Per molte famiglie basta una firma su un nuovo contratto per cambiare l’importo dell’Assegno Unico. Quando un genitore termina la NASpI e torna al lavoro, infatti, può scattare una maggiorazione se anche l’altro genitore è occupato. Un incremento spesso sottovalutato, ma che su base annua può diventare significativo.
Vediamo quando spetta e cosa bisogna verificare per non perdere nemmeno un euro.

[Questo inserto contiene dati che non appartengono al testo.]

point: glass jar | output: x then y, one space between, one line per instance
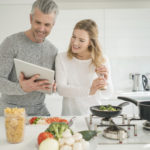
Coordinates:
14 124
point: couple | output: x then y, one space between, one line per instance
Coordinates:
78 71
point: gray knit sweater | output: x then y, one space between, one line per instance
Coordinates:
19 46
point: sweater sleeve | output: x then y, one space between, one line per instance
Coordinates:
7 53
109 89
63 88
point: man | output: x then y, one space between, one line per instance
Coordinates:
30 46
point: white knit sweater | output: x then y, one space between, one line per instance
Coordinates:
74 78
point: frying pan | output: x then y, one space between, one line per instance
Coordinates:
107 114
144 107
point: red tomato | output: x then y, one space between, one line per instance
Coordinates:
44 135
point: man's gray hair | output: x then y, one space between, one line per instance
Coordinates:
45 6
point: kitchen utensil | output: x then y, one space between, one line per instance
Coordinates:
107 114
71 121
146 81
144 107
137 82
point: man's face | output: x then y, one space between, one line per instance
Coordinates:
41 25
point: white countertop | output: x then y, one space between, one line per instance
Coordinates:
32 131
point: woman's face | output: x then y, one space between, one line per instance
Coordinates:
80 42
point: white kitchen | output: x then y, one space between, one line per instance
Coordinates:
124 33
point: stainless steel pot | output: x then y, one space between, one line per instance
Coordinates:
144 107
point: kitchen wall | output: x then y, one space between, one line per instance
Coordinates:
124 31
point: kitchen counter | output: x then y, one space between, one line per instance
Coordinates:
32 131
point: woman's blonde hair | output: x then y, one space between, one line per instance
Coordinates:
91 28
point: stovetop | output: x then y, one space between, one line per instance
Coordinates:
143 135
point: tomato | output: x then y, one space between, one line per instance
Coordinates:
44 135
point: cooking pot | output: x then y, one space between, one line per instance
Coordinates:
107 114
144 107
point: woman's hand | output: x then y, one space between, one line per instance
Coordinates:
102 71
98 83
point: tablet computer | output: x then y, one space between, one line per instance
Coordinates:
30 69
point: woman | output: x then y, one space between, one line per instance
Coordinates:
82 72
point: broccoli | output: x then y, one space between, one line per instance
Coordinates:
57 129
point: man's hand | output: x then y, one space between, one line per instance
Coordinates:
32 84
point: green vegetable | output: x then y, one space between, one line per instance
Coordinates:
57 129
88 134
107 108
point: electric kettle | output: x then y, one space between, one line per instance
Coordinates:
138 80
146 81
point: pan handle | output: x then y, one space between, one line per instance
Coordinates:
128 99
123 104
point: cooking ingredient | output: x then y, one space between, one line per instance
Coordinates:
77 136
88 134
66 147
69 140
85 144
57 129
56 119
42 120
44 135
107 108
34 120
77 146
73 142
49 144
14 124
67 133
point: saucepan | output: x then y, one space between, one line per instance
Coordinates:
144 107
107 114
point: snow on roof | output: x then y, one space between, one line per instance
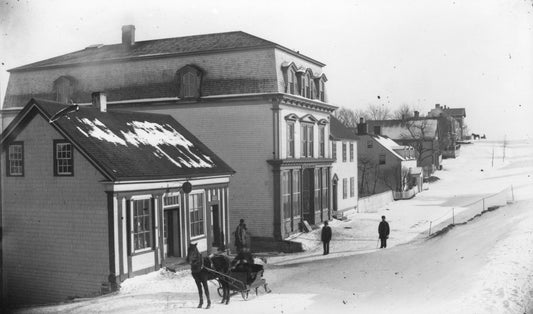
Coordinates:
150 134
133 145
391 145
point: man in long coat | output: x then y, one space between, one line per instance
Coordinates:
326 237
383 231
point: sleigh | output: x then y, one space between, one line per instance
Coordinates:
242 280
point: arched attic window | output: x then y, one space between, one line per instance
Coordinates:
189 81
64 89
289 77
320 84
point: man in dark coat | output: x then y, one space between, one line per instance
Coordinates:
326 237
383 231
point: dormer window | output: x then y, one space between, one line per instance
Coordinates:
64 89
320 84
189 82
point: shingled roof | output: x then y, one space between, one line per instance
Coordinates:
217 42
339 131
129 145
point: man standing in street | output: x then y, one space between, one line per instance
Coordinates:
383 231
326 237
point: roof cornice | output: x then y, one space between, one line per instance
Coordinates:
29 68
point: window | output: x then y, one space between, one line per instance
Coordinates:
63 158
296 193
325 188
307 140
286 193
318 188
343 152
142 224
290 139
381 159
15 159
292 81
189 79
322 149
344 188
196 214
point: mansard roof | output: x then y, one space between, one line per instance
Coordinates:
160 48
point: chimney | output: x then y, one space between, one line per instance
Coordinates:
361 127
128 35
99 100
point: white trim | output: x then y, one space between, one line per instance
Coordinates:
124 186
140 197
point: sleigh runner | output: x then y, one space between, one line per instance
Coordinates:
241 281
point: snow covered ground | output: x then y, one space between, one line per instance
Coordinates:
483 266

Cos’è l’Assegno Unico e a chi spetta
L’INPS eroga l’Assegno Unico alle famiglie con figli a carico, indipendentemente dalla tipologia di lavoro dei genitori.
L’assegno spetta:
- Per ogni figlio minorenne a carico
- Per i figli maggiorenni fino a 21 anni, se:
- frequentano un corso di studi o formazione,
- svolgono tirocinio con reddito basso,
- sono registrati come disoccupati in cerca di lavoro,
- svolgono servizio civile universale.
- Senza limiti di età per i figli con disabilità.
L’importo varia in base all’ISEE del nucleo familiare: più basso è l’ISEE, più alto è l’assegno. In assenza di ISEE aggiornato, viene erogato l’importo minimo.
NASpI e Assegno Unico: cosa succede quando termina la disoccupazione
L’Assegno Unico è compatibile sia con il lavoro dipendente sia con il lavoro autonomo, ed è riconosciuto anche ai percettori di disoccupazione. Quindi anche chi percepisce la NASpI riceve regolarmente l’Assegno Unico, se ha diritto a riceverlo.
Ma il punto centrale è un altro: cosa accade quando la NASpI termina e il genitore trova un nuovo lavoro? In questo caso, se anche l’altro genitore è titolare di reddito da lavoro, può scattare il diritto alla maggiorazione per secondo percettore di reddito.
La NASpI, infatti, è una prestazione di sostegno al reddito per coprire un periodo di disoccupazione e non consente di rientrare nella maggiorazione prevista per i nuclei in cui entrambi i genitori lavorano. Quando invece il genitore firma un nuovo contratto di lavoro dipendente o avvia un’attività autonoma, la famiglia può maturare il requisito richiesto.
Maggiorazione per il secondo percettore di reddito
La normativa sull’Assegno Unico prevede una maggiorazione per i nuclei in cui entrambi i genitori sono titolari di reddito da lavoro. Nel dettaglio:
- È riconosciuta se entrambi i genitori hanno redditi da lavoro (dipendente, autonomo o d’impresa),
- Decresce all’aumentare dell’ISEE fino ad azzerarsi oltre determinate soglie.
Quindi, se un genitore termina la NASpI e inizia un nuovo lavoro, mentre l’altro genitore è già occupato, il nucleo può acquisire il diritto alla maggiorazione. Attenzione però: il diritto non è automatico se non risultano correttamente aggiornati i dati reddituali e lavorativi.
Di quanto aumenta l’Assegno Unico con il nuovo lavoro
L’importo del bonus per il secondo percettore di reddito varia in base all’ISEE. Funziona così:
- il massimo, pari a 34,90 euro al mese, spetta a chi ha un ISEE fino a 17.468,51 euro;
- cala di pochi centesimi man mano che l’ISEE aumenta;
- arriva ad azzerarsi quando l’ISEE supera i 46.466,27 euro.
In un anno quindi possono arrivare fino a 418,80 euro in più ai nuclei in cui ci sono due genitori lavoratori.
Chi è considerato “secondo percettore di reddito”
Per ottenere la maggiorazione:
- devono esserci due genitori nel nucleo familiare,
- entrambi devono essere titolari di reddito da lavoro,
- non è necessario che lavorino entrambi a tempo pieno,
- non conta l’importo del reddito, ma la sua natura (reddito da lavoro).
Vi rientrano i lavoratori dipendenti, i lavoratori autonomi, gli imprenditori e i titolari di partita IVA. Non rientrano, invece, alcune prestazioni assistenziali che non configurano reddito da lavoro (ad esempio, la NASpI). Se uno dei due genitori non lavora, la maggiorazione non spetta.
Serve fare domanda o è automatico?
L’Assegno Unico si basa sui dati presenti all’INPS, ma è fondamentale:
- aggiornare l’ISEE,
- verificare che la situazione lavorativa sia correttamente registrata,
- comunicare eventuali variazioni rilevanti.
Se il nuovo lavoro non risulta correttamente nei sistemi, la maggiorazione potrebbe non essere riconosciuta o essere erogata in ritardo.